I also have some thoughts about using iptables and/or qos (tc) controls to give priority to "local" connections (like shaw, mts, les, uofm). Perhaps even create 3 tiers: local (likely to be muugers/manitobans), normal, and wtf-are-you-using-us (China, etc). No one will be blocked, we'll just give more TCP SYN's and/or egress b/w to the people we are supposed to be serving first. We can discuss here or at a board meeting.
Prioritizing/limiting would also allow us to tune down the load so that the box doesn't become overall useless for everyone (like we're experiencing today, sort of).
Why not just use nginx or some other web server that can handle the higher load?

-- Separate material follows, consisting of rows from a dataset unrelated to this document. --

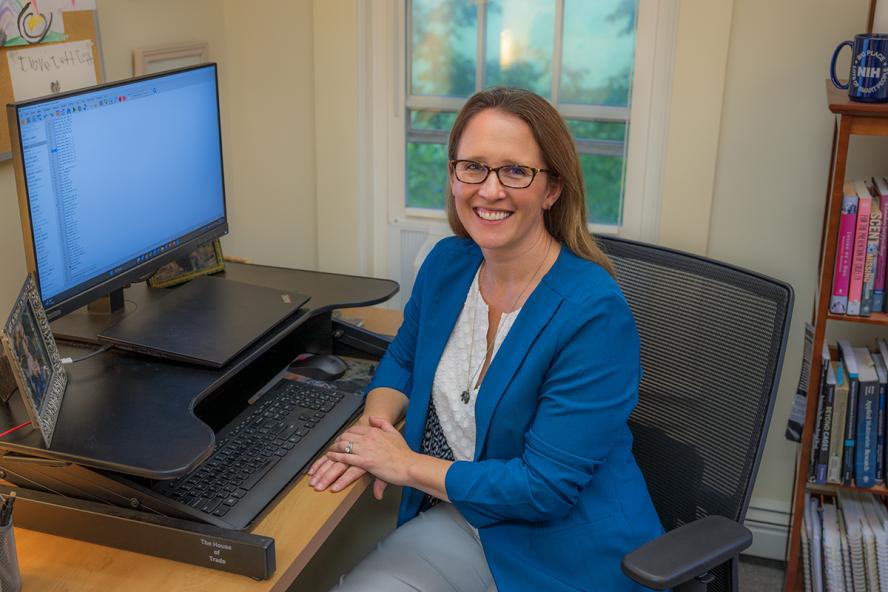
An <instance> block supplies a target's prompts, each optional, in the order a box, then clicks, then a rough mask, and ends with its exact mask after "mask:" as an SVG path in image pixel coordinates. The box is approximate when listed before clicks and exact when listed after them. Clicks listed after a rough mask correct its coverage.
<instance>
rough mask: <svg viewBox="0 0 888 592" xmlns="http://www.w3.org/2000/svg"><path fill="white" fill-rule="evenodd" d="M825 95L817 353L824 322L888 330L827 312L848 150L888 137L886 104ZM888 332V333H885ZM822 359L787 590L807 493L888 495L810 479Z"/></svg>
mask: <svg viewBox="0 0 888 592" xmlns="http://www.w3.org/2000/svg"><path fill="white" fill-rule="evenodd" d="M826 95H827V102H828V104H829V110H830V112H832V113H833V114H835V115H836V116H837V117H836V118H835V127H834V131H833V142H832V150H831V152H830V161H829V174H828V176H827V178H828V180H829V181H828V185H827V190H826V200H825V204H824V218H823V226H822V228H821V245H820V266H819V269H818V285H817V295H816V296H815V301H814V311H813V312H814V314H813V318H812V322H813V324H814V343H813V350H812V351H813V352H817V353H819V352H820V351H821V350H822V348H823V345H824V341H825V339H826V326H827V325H828V324H829V323H830V322H834V321H838V322H843V323H859V324H866V325H876V326H884V327H886V328H888V314H885V313H882V312H877V313H873V314H872V315H871V316H868V317H859V316H848V315H836V314H831V313H830V312H829V301H830V297H831V295H832V284H833V271H834V269H835V262H836V248H837V246H838V240H837V239H838V231H839V221H840V218H841V208H842V199H843V197H844V188H843V185H844V183H845V178H846V177H845V174H846V168H847V166H846V165H847V161H848V152H849V147H850V142H851V137H852V136H882V137H885V138H888V103H858V102H854V101H851V100H849V99H848V93H847V91H842V90H839V89H837V88H835V87H834V86H833V85H832V83H831V82H830V81H829V80H827V81H826ZM886 333H888V332H886ZM820 366H821V358H820V356H819V355H814V356H812V360H811V367H810V375H809V382H808V392H809V396H808V397H807V401H806V404H805V405H806V407H805V421H804V425H803V428H802V441H801V445H800V446H799V451H798V457H797V465H796V477H795V483H794V489H793V502H792V520H791V523H790V531H789V548H788V553H787V557H786V561H787V566H786V567H787V568H786V580H785V581H784V589H785V590H786V591H789V592H798V591H800V590H802V588H803V586H802V566H801V559H802V553H801V529H802V522H803V514H804V508H805V494H806V493H810V492H819V493H823V494H827V495H835V492H836V491H839V490H841V489H851V490H856V491H860V492H863V493H872V494H875V495H879V496H888V487H886V486H885V485H878V486H876V487H869V488H858V487H854V486H850V485H835V484H826V485H816V484H812V483H808V462H809V460H810V458H811V441H812V439H813V435H814V423H815V422H816V418H817V401H818V399H819V394H820V375H821V372H820V370H821V368H820Z"/></svg>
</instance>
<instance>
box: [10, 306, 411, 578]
mask: <svg viewBox="0 0 888 592" xmlns="http://www.w3.org/2000/svg"><path fill="white" fill-rule="evenodd" d="M343 314H344V315H345V316H353V317H360V318H363V319H364V322H365V327H366V328H367V329H370V330H372V331H377V332H380V333H388V334H392V333H394V331H395V330H396V329H397V326H398V324H399V323H400V318H401V314H400V312H399V311H393V310H386V309H380V308H364V309H344V310H343ZM369 484H370V479H369V478H367V477H364V478H363V479H361V480H359V481H356V482H355V483H353V484H352V485H351V486H350V487H347V488H346V489H344V490H342V491H340V492H339V493H330V492H329V491H325V492H322V493H318V492H316V491H315V490H314V489H312V488H311V487H309V486H308V479H306V478H305V477H301V478H300V479H298V480H297V481H296V482H295V483H294V484H293V485H292V486H291V487H290V489H289V491H287V492H286V493H284V494H282V497H281V499H280V500H278V501H277V502H276V504H275V506H274V507H273V508H272V510H271V511H270V512H269V513H268V514H267V515H266V516H265V518H264V519H263V520H262V521H261V522H260V523H259V524H258V525H257V526H256V527H255V528H254V529H253V532H254V533H256V534H263V535H266V536H270V537H273V538H274V540H275V555H276V563H277V569H276V570H275V573H274V575H273V576H272V577H271V579H268V580H263V581H259V582H257V581H255V580H252V579H250V578H248V577H246V576H241V575H236V574H230V573H225V572H221V571H216V570H212V569H209V568H204V567H198V566H195V565H189V564H185V563H179V562H176V561H171V560H168V559H161V558H158V557H152V556H150V555H142V554H139V553H133V552H130V551H123V550H120V549H114V548H111V547H104V546H101V545H95V544H92V543H84V542H81V541H75V540H71V539H66V538H63V537H58V536H53V535H48V534H44V533H41V532H36V531H32V530H26V529H23V528H16V529H15V537H16V548H17V551H18V561H19V569H20V570H21V574H22V588H23V589H24V590H27V591H28V592H33V591H35V590H37V591H41V592H42V591H73V590H83V591H87V590H88V591H97V592H99V591H101V592H106V591H108V590H126V592H142V591H145V592H149V591H150V592H156V591H157V590H213V592H225V591H229V590H231V591H235V590H238V591H240V590H246V591H249V592H252V591H256V592H259V591H265V590H275V591H278V590H280V591H283V590H286V589H287V588H288V587H289V586H290V585H291V584H292V583H293V580H295V579H296V576H298V575H299V573H300V572H301V571H302V569H303V568H304V567H305V565H306V564H307V563H308V561H309V560H310V559H311V558H312V556H314V554H315V552H316V551H317V550H318V548H319V547H320V546H321V544H322V543H323V542H324V541H325V540H326V538H327V537H328V536H329V534H330V533H331V532H332V531H333V529H334V528H335V527H336V525H337V524H339V522H340V521H341V520H342V518H343V517H344V516H345V515H346V513H347V512H348V511H349V510H350V509H351V507H352V506H353V505H354V504H355V502H356V501H357V500H358V498H359V497H360V496H361V494H362V493H363V492H364V491H365V490H366V489H367V487H368V486H369Z"/></svg>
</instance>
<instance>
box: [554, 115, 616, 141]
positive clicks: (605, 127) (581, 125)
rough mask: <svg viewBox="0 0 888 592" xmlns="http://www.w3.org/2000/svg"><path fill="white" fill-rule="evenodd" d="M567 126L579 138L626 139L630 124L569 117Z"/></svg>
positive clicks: (573, 134) (612, 139) (583, 138)
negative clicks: (569, 117)
mask: <svg viewBox="0 0 888 592" xmlns="http://www.w3.org/2000/svg"><path fill="white" fill-rule="evenodd" d="M567 127H568V128H569V129H570V133H571V134H572V135H573V137H574V138H576V139H577V140H619V141H620V142H625V141H626V130H627V128H628V127H629V124H628V123H626V122H624V121H581V120H578V119H568V120H567Z"/></svg>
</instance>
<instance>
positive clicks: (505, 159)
mask: <svg viewBox="0 0 888 592" xmlns="http://www.w3.org/2000/svg"><path fill="white" fill-rule="evenodd" d="M448 155H449V157H450V166H449V192H448V197H447V208H448V217H449V220H450V223H451V226H452V228H453V230H454V232H455V233H456V234H457V236H456V237H450V238H447V239H444V240H442V241H441V242H439V243H438V244H437V245H436V246H435V248H434V249H433V250H432V252H431V253H430V254H429V255H428V257H427V258H426V260H425V262H424V263H423V266H422V268H421V269H420V272H419V275H418V277H417V280H416V283H415V284H414V287H413V292H412V295H411V297H410V301H409V302H408V303H407V307H406V308H405V310H404V323H403V325H402V326H401V328H400V329H399V331H398V335H397V336H396V337H395V340H394V341H393V342H392V343H391V345H390V346H389V348H388V351H387V353H386V355H385V357H383V359H382V360H381V361H380V364H379V367H378V369H377V372H376V375H375V376H374V378H373V381H372V382H371V384H370V387H369V393H368V396H367V402H366V406H365V412H364V415H363V416H362V418H361V419H360V420H359V422H358V424H357V425H356V426H354V427H352V428H350V429H349V430H347V431H346V432H345V433H344V434H342V435H341V436H340V437H339V438H338V439H337V441H336V442H334V444H333V445H332V446H331V448H330V449H329V450H328V452H327V453H326V455H325V456H324V457H322V458H321V459H319V460H318V461H317V462H316V463H315V464H314V465H313V466H312V467H311V469H310V470H309V474H310V475H311V477H312V478H311V481H310V483H311V485H312V486H314V487H315V488H316V489H317V490H323V489H326V488H328V487H330V488H331V489H333V490H334V491H336V490H339V489H341V488H342V487H345V486H346V485H348V484H349V483H351V482H352V481H354V480H355V479H357V478H358V477H360V476H361V475H362V474H364V473H365V472H366V473H370V474H371V475H373V477H375V482H374V494H375V495H376V497H377V498H380V497H381V496H382V495H383V492H384V490H385V489H386V486H387V485H388V484H390V483H391V484H395V485H401V486H403V487H404V490H403V497H402V500H401V508H400V513H399V528H398V529H397V530H396V531H395V532H394V533H392V534H391V535H389V536H388V537H387V538H386V539H385V540H384V541H383V542H382V543H381V545H380V546H379V547H378V549H377V550H376V551H374V552H373V553H371V554H370V555H369V556H368V557H367V558H366V559H364V561H362V562H361V563H360V564H359V565H358V566H357V567H356V568H355V569H354V570H353V571H352V572H351V573H350V574H349V575H348V576H346V577H345V578H344V580H343V581H342V583H341V584H340V587H339V590H341V591H342V592H345V591H357V590H387V591H401V590H404V591H407V590H411V591H415V590H421V591H422V590H442V589H447V590H459V591H464V590H465V591H468V590H476V591H479V592H490V591H491V590H496V589H500V590H547V591H559V590H565V591H566V590H577V589H580V590H590V589H600V590H614V591H621V590H638V589H639V588H638V586H636V585H635V584H633V583H632V582H631V581H630V580H629V579H628V578H627V577H626V576H625V575H623V573H622V571H621V570H620V560H621V558H622V556H623V555H624V554H625V553H627V552H629V551H630V550H632V549H634V548H636V547H637V546H638V545H640V544H642V543H644V542H646V541H648V540H650V539H652V538H654V537H656V536H658V535H659V534H660V533H661V532H662V528H661V526H660V523H659V519H658V518H657V514H656V512H655V511H654V508H653V505H652V503H651V500H650V497H649V496H648V492H647V489H646V487H645V483H644V479H643V477H642V475H641V472H640V470H639V468H638V466H637V464H636V463H635V459H634V457H633V456H632V450H631V448H632V437H631V434H630V432H629V428H628V426H627V424H626V420H627V418H628V417H629V414H630V413H631V412H632V409H633V408H634V406H635V403H636V401H637V398H638V380H639V375H640V367H639V340H638V334H637V332H636V329H635V324H634V321H633V319H632V316H631V313H630V312H629V308H628V306H627V304H626V301H625V300H624V299H623V296H622V294H621V293H620V290H619V288H618V287H617V285H616V283H615V282H614V280H613V278H612V277H611V274H610V269H611V268H610V263H609V261H608V260H607V258H606V257H605V255H604V254H603V253H602V252H601V250H600V249H599V248H598V246H597V245H596V244H595V242H594V240H593V239H592V237H591V236H590V235H589V234H588V232H587V230H586V218H585V200H584V197H583V184H582V172H581V168H580V164H579V159H578V157H577V153H576V149H575V148H574V145H573V142H572V140H571V137H570V134H569V133H568V131H567V126H566V125H565V124H564V121H563V120H562V119H561V117H560V116H559V115H558V112H557V111H556V110H555V109H554V108H553V107H552V106H551V105H550V104H549V103H548V102H546V100H545V99H543V98H542V97H540V96H538V95H535V94H533V93H531V92H530V91H526V90H519V89H512V88H494V89H491V90H488V91H482V92H480V93H477V94H475V95H474V96H473V97H471V98H470V99H469V100H468V101H467V103H466V104H465V106H464V107H463V109H462V110H461V111H460V112H459V114H458V115H457V117H456V119H455V121H454V123H453V128H452V131H451V134H450V141H449V147H448ZM405 413H406V423H405V428H404V434H403V436H402V435H401V434H400V433H399V432H398V431H397V430H396V429H395V428H394V427H393V424H396V423H397V422H398V421H399V420H400V419H401V418H402V417H403V416H404V414H405ZM543 551H545V552H543Z"/></svg>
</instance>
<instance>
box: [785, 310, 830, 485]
mask: <svg viewBox="0 0 888 592" xmlns="http://www.w3.org/2000/svg"><path fill="white" fill-rule="evenodd" d="M809 328H810V329H811V330H813V329H814V327H813V326H812V325H811V324H810V323H805V334H806V335H805V358H804V359H803V361H802V374H803V375H804V373H805V366H807V367H808V372H809V373H810V367H811V350H812V349H813V345H814V344H813V343H811V344H810V347H809V344H808V340H807V333H808V329H809ZM812 337H813V335H812ZM829 363H830V355H829V347H828V346H827V344H826V343H824V344H823V351H822V353H821V356H820V381H819V384H820V391H819V393H818V394H817V417H816V418H815V420H814V433H813V435H812V439H811V457H810V462H809V464H808V480H809V481H811V482H812V483H825V482H826V463H827V462H828V460H829V442H827V444H826V451H825V452H824V454H823V460H822V466H823V469H822V471H821V473H822V477H818V471H817V467H818V462H821V459H820V453H821V442H822V433H823V430H824V428H823V410H824V407H826V402H827V390H826V379H827V374H828V371H829ZM805 382H806V383H807V382H808V379H807V378H805ZM833 385H835V380H834V381H833ZM799 388H801V385H800V387H799ZM805 390H806V392H807V387H806V389H805ZM806 398H807V396H806ZM830 404H832V398H831V394H830ZM830 417H832V415H830ZM787 429H789V428H787Z"/></svg>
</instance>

The mirror might be able to be moved over to use it at least..
On 2017-01-26 5:25 PM, Trevor Cordes wrote:
On 2017-01-26 Gilbert E. Detillieux wrote:
I try an "apachectl graceful" on the server, and it has no effect. I try "apachectl restart" and it's OK for a few seconds, responding to http requests, but after a while it gets jammed up again. Not sure what's going on, but I have to catch a bus soon...
I'll check it out tonight. I'm nearly positive Adam had already tweaked the worker settings because ps shows waaaay more workers than apache usually does by default. We may need even more. There might be load limits being hit too.
I also have some thoughts about using iptables and/or qos (tc) controls to give priority to "local" connections (like shaw, mts, les, uofm). Perhaps even create 3 tiers: local (likely to be muugers/manitobans), normal, and wtf-are-you-using-us (China, etc). No one will be blocked, we'll just give more TCP SYN's and/or egress b/w to the people we are supposed to be serving first. We can discuss here or at a board meeting.
Prioritizing/limiting would also allow us to tune down the load so that the box doesn't become overall useless for everyone (like we're experiencing today, sort of). _______________________________________________ Roundtable mailing list Roundtable@muug.ca https://muug.ca/mailman/listinfo/roundtable
On 2017-01-26 Robert Keizer wrote:
Why not just use nginx or some other web server that can handle the higher load? The mirror might be able to be moved over to use it at least..
It may not be a load-causes-kernel-not-to-run-things issue but more of a apache-is-set-to-deny-connections-beyond-certain-load issue.
Anyhow, let's move this discussion to [board] with the interested partie's cc'd rather than fill up [RndTbl]. I'll reply there in a second with the relevant cc's.
Also, I need a clear reboot policy for that box. When the auto-updates email me saying one needed a reboot (i.e. kernel), can I reboot? Best time to reboot? Does Adam need to be pre-informed in case it doesn't come back up? etc.
If it's safe, I'd like to have the authority to reboot in the wee hours (like 3am) whenever the box reports a kernel sec update. Right now we're running on a kernel that is about 3 sec updates old, uptime of several months.